The topic of safety in schools has been a topic of heightened importance in recent years following a series of highly-publicized shootings across the country and Sherman Independent School District’s school board took time this week to recognize some employees that make sure students return from school in the same state that they left for school.


Both weeks of recognition will be held from Oct. 21 through Oct. 27 and is being observed by both the National School Safety Center and National Association for Pupil Transportation.


“I would just like to recognize all school safety efforts, especially with what has happened in the last few years,” SISD Director of Safety & Transportation Brett Counce said. “It’s those recent events that make this something of national awareness.”


In total, the district employs about 50 employees in safety and transportation ranging from about 30 bus drivers, administration to school resource and daily officers on campus.


“Significant progress is being made to ensure that all of our nation’s schools are safe, secure and productive,” the National School Safety Center said on its web page. “At the forefront of this movement are hundreds of exemplary school, district, state and national programs. To recognize these successes and encourage others, October 21-27, 2019, has been proclaimed America’s Safe Schools Week.”


On an average school day, the district transports about 2,000 of the district’s 7,500 students to or from school.

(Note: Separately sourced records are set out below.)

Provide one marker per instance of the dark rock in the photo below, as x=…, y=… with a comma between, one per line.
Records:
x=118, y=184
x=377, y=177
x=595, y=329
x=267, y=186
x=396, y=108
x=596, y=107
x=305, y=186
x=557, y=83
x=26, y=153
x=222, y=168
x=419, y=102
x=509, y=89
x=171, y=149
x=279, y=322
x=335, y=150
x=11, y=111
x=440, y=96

By comparison, Sherman High School currently houses about 1,900 students.


As a part of Tuesday night’s recognitions, Counce presented a video featuring many of the people who provide safety and transportation from behind the scenes. One of the individuals who was highlighted in the video is Officer Tim Gann, who serves as the resource officer at Sherman High School. Gann is currently the only permanent officer in the district, with other Sherman Police officers rotating at different campuses.


Many of the department’s efforts go under the radar many times, and it does not have as much of a public face as other departments within the district, including teachers and principals. However, their contributions are as important to the operations.


“I believe they (transportation) are such a vital part of the district,” Counce said. “I don’t think we are overlooked by the district administration, but we can be by the general public.”


In recognition for the week, Counce said he plans to highlight and recognize various staff members on social media and hold a cookout with first responders from Sherman and Grayson County.